Let's look at the chart in Figure 4 as an example. This chart shows activity after the same release as
the one shown in Figure 3, but on a different time frame to show how difficult trading news releases
can be. On November 4, 2005, the market had expected 120,000 jobs to be added to the U.S.
economy, but instead only 56,000 jobs were added. This sharp disappointment led to an
approximately 60-pip sell-off in the dollar against the euro in the first 25 minutes after the release.
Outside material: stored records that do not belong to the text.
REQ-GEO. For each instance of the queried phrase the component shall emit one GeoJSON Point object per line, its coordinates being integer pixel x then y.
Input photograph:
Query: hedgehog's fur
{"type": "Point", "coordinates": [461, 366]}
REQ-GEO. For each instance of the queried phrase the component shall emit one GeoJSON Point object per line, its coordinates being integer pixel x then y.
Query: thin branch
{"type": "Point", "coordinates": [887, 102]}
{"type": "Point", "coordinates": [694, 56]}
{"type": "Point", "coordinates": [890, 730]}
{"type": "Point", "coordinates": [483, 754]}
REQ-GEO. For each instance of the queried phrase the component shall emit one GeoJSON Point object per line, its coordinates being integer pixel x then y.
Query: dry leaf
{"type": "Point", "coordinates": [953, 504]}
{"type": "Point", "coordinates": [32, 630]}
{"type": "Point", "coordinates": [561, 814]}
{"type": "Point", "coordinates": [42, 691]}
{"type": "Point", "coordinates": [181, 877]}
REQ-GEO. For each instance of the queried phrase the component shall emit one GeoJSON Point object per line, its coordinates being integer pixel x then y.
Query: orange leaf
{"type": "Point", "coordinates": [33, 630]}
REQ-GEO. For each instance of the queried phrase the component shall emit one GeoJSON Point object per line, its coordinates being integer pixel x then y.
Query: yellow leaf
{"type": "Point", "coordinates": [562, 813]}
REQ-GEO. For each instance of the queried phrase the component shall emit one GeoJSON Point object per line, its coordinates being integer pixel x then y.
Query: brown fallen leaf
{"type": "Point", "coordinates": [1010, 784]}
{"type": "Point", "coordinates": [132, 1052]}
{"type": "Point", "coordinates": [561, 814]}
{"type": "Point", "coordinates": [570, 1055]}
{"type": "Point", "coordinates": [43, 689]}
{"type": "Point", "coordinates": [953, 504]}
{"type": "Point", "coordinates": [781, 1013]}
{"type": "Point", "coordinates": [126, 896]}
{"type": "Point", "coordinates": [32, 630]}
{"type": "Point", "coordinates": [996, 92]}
However, the dollar's upside momentum was so strong that the gains were quickly reversed, and an
hour later, the EUR/USD had broken its previous low and actually hit a 1.5-year low against the
dollar. Opportunities were plentiful for breakout traders, but bullish momentum in the dollar was so
strong that such a bad payrolls number failed to put a sustainable dent in the currency's rally. One
thing you should keep in mind is that, on the back of a good number, a strong move should also see
a strong extension.
Figure 4: This intraday chart shows that, while the worse than expected non-farm payroll numbers
sent the EUR/USD rate upward for a short period of time, the strong momentum of the U.S. dollar
was able to take control and push the dollar higher. Keep in mind that when the EUR/USD rate falls,
the U.S. dollar is going upward, and vice versa.
Can I Avoid Getting Hit by Volatility When Trading News?
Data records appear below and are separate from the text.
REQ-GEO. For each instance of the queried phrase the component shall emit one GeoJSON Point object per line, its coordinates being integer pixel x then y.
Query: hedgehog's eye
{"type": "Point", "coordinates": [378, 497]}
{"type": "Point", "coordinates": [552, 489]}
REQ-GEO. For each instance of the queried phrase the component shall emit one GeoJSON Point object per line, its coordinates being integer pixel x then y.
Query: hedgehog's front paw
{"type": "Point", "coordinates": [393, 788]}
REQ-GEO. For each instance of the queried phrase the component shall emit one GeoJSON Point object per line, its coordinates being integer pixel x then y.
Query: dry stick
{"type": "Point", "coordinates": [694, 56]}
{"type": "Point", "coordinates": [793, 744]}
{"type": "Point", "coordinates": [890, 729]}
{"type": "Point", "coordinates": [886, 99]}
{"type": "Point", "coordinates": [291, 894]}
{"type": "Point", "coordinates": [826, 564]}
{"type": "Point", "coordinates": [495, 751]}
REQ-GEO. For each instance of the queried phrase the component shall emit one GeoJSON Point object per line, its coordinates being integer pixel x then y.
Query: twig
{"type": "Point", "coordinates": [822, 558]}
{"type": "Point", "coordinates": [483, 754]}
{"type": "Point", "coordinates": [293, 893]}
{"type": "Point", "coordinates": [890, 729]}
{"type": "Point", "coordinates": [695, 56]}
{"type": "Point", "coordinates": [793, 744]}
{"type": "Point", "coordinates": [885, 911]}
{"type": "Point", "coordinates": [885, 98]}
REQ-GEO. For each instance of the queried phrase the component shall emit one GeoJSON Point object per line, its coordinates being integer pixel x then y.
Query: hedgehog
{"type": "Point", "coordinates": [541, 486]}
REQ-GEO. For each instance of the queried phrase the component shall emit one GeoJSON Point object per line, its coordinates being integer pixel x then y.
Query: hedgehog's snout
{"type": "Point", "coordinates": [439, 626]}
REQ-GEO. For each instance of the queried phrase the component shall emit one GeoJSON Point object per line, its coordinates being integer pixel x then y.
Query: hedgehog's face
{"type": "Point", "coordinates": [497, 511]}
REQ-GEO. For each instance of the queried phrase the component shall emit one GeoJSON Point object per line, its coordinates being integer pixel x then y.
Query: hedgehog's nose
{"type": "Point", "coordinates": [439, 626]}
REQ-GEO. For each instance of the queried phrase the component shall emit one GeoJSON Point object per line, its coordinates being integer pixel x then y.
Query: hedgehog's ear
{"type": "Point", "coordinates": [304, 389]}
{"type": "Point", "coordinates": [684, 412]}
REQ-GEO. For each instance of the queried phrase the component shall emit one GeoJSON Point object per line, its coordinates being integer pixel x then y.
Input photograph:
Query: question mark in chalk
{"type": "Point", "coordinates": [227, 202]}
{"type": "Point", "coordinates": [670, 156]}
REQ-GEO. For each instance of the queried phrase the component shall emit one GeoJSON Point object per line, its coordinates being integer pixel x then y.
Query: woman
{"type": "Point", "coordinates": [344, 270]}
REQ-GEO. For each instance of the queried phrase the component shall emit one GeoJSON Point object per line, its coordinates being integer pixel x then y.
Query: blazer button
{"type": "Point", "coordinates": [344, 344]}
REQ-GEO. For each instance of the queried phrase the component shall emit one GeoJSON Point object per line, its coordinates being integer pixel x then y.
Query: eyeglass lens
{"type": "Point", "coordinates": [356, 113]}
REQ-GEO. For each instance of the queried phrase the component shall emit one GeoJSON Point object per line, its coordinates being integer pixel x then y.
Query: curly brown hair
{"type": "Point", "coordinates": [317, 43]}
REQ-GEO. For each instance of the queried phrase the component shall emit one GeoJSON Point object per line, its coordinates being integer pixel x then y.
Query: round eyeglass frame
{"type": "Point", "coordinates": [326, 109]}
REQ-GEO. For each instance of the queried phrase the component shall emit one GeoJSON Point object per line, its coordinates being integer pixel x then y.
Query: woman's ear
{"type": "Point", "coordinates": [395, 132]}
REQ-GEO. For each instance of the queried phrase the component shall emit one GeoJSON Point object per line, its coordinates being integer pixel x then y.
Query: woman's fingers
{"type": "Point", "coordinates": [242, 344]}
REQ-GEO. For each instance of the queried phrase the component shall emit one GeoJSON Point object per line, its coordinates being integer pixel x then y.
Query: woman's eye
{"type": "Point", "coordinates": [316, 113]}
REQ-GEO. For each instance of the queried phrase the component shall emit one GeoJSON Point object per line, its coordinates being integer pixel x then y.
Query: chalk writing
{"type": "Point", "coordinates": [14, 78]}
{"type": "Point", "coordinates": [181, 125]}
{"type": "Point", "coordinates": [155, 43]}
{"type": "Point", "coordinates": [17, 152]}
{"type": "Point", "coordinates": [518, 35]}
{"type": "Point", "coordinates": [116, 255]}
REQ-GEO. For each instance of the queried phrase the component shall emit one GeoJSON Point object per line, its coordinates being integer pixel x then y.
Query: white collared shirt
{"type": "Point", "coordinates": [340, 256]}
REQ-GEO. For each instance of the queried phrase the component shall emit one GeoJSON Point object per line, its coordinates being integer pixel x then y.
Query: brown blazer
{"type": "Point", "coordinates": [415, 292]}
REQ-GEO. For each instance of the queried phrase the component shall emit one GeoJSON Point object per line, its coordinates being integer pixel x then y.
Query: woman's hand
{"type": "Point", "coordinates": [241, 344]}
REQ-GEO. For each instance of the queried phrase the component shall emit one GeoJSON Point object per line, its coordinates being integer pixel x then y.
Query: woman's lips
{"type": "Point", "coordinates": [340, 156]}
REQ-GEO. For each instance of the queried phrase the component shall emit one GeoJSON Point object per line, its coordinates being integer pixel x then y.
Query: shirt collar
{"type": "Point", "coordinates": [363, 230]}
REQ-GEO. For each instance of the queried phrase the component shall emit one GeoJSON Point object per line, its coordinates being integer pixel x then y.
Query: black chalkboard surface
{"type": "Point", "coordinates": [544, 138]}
The answer to capturing a breakout in volatility without having to face the risk of a reversal is to
trade FX SPOT options, which are a new breed of product that traders are just beginning to discover.
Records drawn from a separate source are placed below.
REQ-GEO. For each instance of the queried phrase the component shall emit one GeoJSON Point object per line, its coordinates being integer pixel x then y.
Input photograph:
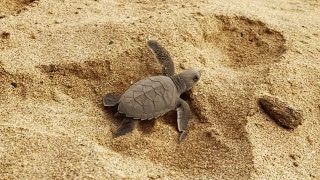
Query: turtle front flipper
{"type": "Point", "coordinates": [111, 99]}
{"type": "Point", "coordinates": [163, 56]}
{"type": "Point", "coordinates": [127, 125]}
{"type": "Point", "coordinates": [183, 116]}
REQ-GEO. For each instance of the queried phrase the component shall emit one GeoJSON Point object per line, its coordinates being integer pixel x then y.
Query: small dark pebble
{"type": "Point", "coordinates": [5, 35]}
{"type": "Point", "coordinates": [14, 84]}
{"type": "Point", "coordinates": [281, 112]}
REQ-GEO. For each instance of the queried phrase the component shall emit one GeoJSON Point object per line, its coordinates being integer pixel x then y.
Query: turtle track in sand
{"type": "Point", "coordinates": [247, 42]}
{"type": "Point", "coordinates": [13, 7]}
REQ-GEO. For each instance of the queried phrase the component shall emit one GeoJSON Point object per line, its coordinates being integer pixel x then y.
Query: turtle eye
{"type": "Point", "coordinates": [195, 78]}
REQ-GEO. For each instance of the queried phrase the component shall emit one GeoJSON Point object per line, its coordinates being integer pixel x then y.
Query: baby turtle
{"type": "Point", "coordinates": [154, 96]}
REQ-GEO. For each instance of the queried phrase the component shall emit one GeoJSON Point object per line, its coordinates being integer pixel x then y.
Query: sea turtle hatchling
{"type": "Point", "coordinates": [154, 96]}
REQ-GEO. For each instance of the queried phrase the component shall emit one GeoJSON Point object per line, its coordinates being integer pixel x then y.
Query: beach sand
{"type": "Point", "coordinates": [58, 58]}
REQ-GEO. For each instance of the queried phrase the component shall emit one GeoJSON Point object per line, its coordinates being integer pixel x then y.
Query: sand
{"type": "Point", "coordinates": [58, 58]}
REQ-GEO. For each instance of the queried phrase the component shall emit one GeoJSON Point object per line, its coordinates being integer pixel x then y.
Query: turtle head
{"type": "Point", "coordinates": [190, 77]}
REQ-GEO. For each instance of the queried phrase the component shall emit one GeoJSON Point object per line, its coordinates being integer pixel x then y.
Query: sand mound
{"type": "Point", "coordinates": [57, 59]}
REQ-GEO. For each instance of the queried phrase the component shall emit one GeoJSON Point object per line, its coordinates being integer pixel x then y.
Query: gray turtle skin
{"type": "Point", "coordinates": [154, 96]}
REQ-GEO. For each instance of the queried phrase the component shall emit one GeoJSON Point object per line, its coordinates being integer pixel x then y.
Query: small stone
{"type": "Point", "coordinates": [281, 112]}
{"type": "Point", "coordinates": [5, 35]}
{"type": "Point", "coordinates": [182, 66]}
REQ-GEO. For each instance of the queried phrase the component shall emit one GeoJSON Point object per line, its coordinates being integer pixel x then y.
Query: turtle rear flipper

If you search online, you can find a number of different FX brokers that offer a variety of different
exotic options. Exotic options generally have barrier levels and will be profitable or unprofitable
based upon whether the barrier level is breached. The payout is predetermined and the premium or
price of the option is based on the payout. The following are the most popular types of exotic
options to use to trade news releases:
* Double one-touch option
* One-touch option
* Double no-touch option
A double one-touch option has two barrier levels. Either one of the levels must be breached prior to
expiration in order for the option to become profitable and for the buyer to receive the payout. If
neither barrier level is breached prior to expiration, the option expires worthless. A double one-
touch option is the perfect option to trade for news releases because it is a pure non-directional
breakout play. As long as the barrier level is breached - even if the price reverses course later - the
payout is made.
A one-touch option only has one barrier level, which generally makes it slightly less expensive than a
double one-touch option. The same criterion holds - the payout is only made if the barrier is
breached prior to expiration. This is a good option to buy if you actually have a view on whether the
number will be stronger or weaker than the market's consensus forecast.
A double no-touch option is the exact opposite of a double one-touch option. There are two barrier
levels, but in this case, neither barrier level can be breached before expiration - otherwise the option
payout is not made. This option is great for news traders who think that the economic release will
not cause a pronounced breakout in the currency pair and that it will continue to range trade.
FX SPOT options are a viable alternative for those who do not care to get whipsawed in the markets
by undue volatility before they actually see the spot price move in their desired direction.
As we've seen, the currency market is particularly prone to short-term movements brought on by
the release of economic news from both the U.S. and the rest of the world. If you want to trade
news successfully in the FX market, key considerations to keep in mind are knowing which releases
are expected when, which ones are most important given current economic conditions and, of
course, how to trade based on this market-moving data. A variety of exotic options are available for
traders who want to capture a breakout in volatility without having to face the risk of a reversal; do
your research and stay on top of economic news and you could reap the rewards.